NCPA - National Center for Policy Analysis


April 24, 2008

While it may seem as though the Swedish tax rates are off the chart compared to American taxes, it would not take us long to get there if the United States made the mistake of adopting socialized medicine for all, says Sven R. Larson, founder and president of the Hill City Skunkworks, a public policy research firm.

For instance:

  • It has been estimated that a Swedish-style single health insurance system in America would cost the median-income household some $17,200 per year in health care taxes.
  • Even if this were to replace the cost of private insurance policies, it is far from certain that employers would pass savings along to worker's salaries.
  • Some suggest a business tax to pay for a single-payer system; that would effectively be the same as a tax on working families, either in the form of lower salaries or fewer jobs, or in the form of a mark-up on business sales.
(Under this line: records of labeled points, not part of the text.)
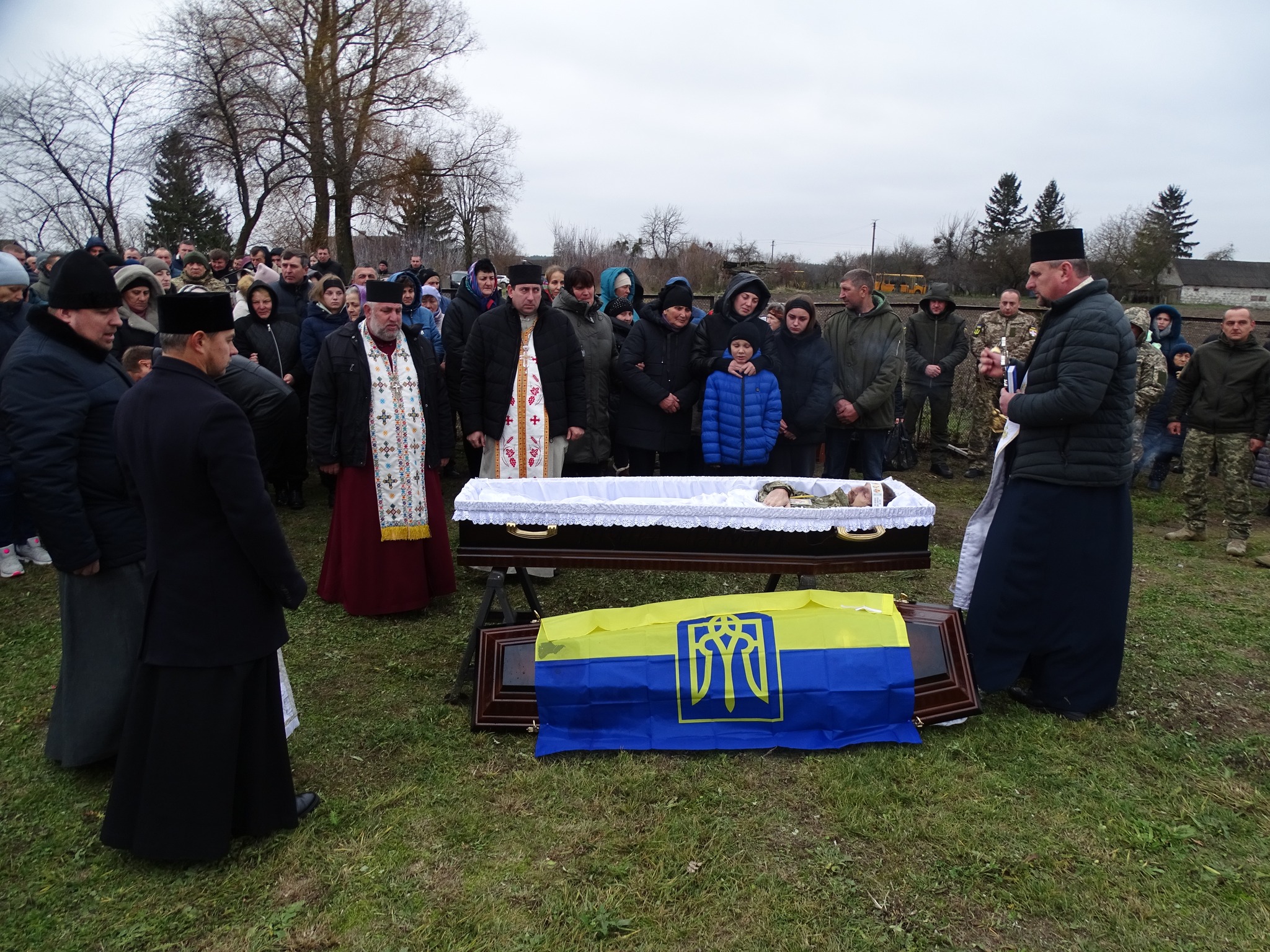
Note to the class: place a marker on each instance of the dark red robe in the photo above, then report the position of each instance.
(370, 576)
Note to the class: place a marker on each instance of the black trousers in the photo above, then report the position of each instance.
(790, 459)
(941, 405)
(644, 462)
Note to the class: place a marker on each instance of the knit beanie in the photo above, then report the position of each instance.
(619, 305)
(12, 273)
(83, 283)
(676, 296)
(746, 330)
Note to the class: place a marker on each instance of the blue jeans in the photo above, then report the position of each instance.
(846, 450)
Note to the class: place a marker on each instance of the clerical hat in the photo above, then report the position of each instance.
(383, 293)
(525, 275)
(184, 314)
(1059, 245)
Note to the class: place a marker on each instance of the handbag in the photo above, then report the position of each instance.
(900, 454)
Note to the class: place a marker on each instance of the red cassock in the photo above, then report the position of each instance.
(370, 576)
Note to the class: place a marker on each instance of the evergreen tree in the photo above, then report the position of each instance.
(1170, 216)
(1003, 230)
(180, 205)
(1006, 213)
(418, 198)
(1050, 209)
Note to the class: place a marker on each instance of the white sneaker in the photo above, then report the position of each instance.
(11, 565)
(33, 552)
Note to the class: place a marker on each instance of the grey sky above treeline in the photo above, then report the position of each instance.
(803, 121)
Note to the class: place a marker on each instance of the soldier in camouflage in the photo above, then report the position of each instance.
(1020, 332)
(1152, 377)
(1225, 397)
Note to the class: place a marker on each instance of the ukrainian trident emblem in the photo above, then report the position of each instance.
(728, 669)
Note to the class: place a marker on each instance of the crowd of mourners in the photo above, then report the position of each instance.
(148, 402)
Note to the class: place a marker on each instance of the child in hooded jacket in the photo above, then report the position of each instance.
(741, 418)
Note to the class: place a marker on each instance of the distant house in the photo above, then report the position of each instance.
(1192, 281)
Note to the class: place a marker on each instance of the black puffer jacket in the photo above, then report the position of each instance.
(940, 340)
(489, 371)
(465, 307)
(667, 358)
(339, 399)
(58, 399)
(1226, 389)
(1077, 412)
(275, 342)
(716, 329)
(807, 381)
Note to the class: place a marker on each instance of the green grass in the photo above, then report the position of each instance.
(1145, 829)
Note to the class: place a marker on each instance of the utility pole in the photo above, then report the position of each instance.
(873, 244)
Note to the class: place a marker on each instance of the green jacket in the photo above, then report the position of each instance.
(1226, 389)
(869, 352)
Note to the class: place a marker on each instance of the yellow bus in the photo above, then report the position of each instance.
(901, 283)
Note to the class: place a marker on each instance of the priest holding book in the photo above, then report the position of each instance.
(380, 420)
(1047, 557)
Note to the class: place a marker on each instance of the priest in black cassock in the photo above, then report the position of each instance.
(203, 756)
(1049, 551)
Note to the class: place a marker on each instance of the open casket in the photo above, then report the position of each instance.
(691, 523)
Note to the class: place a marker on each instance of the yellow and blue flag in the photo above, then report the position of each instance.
(806, 669)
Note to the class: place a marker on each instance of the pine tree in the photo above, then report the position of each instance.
(180, 205)
(1169, 216)
(1049, 213)
(1006, 213)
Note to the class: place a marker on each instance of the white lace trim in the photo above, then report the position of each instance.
(682, 503)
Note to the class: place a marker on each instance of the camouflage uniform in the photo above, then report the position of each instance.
(1019, 332)
(1152, 377)
(1233, 465)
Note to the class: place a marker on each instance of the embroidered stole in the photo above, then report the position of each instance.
(522, 450)
(398, 442)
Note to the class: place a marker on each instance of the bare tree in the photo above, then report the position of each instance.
(479, 177)
(234, 112)
(360, 68)
(73, 149)
(662, 231)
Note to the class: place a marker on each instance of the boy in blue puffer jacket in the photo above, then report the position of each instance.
(742, 415)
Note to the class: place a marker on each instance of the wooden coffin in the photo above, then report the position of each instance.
(659, 547)
(944, 684)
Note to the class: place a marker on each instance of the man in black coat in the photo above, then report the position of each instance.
(935, 343)
(203, 756)
(477, 295)
(522, 359)
(1050, 549)
(59, 391)
(294, 288)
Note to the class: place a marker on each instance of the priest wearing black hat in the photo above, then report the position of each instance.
(380, 420)
(1047, 557)
(203, 756)
(60, 389)
(525, 385)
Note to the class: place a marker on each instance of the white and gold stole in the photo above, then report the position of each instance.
(399, 439)
(522, 450)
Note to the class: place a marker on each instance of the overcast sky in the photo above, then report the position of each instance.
(802, 121)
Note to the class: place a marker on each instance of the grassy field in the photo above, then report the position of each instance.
(1145, 829)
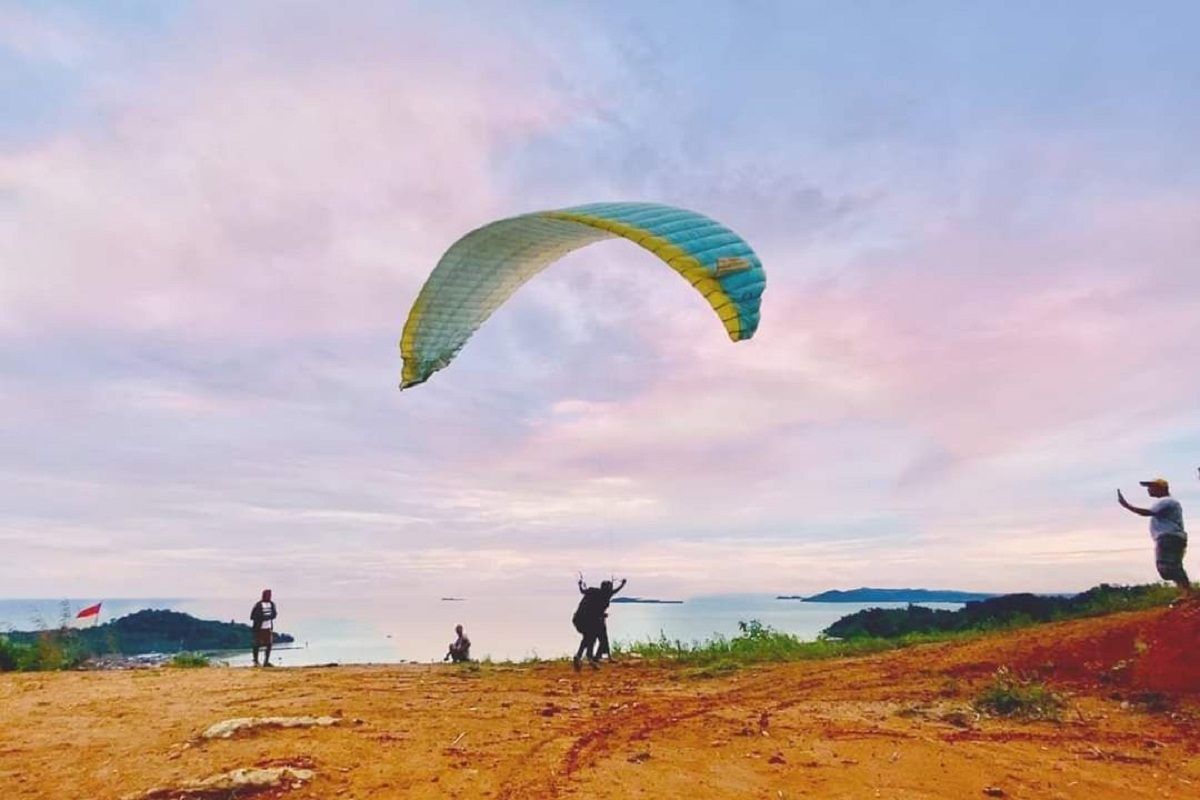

As in Sweden, politicians would promise to freeze the tax to pay for a hypothetical American single-payer system at a fixed rate.  However, over the past half century, U.S. medical costs have risen just over twice as fast as the payroll on which the tax would be levied.  To avoid raising the tax, Congress would have to have curbed spending one way or the other.

This would have resulted in a combination of three things:

  • A significant lag in implementing new medical technology.
  • Massive reductions in staff, beds, and number of clinics and hospitals
  • Widespread transfers of responsibilities for medical evaluations and treatment downward in the skills pyramid.

If we implement a universal, single-payer model in America today, the negative effects will reliably occur about a generation from now, says Larson.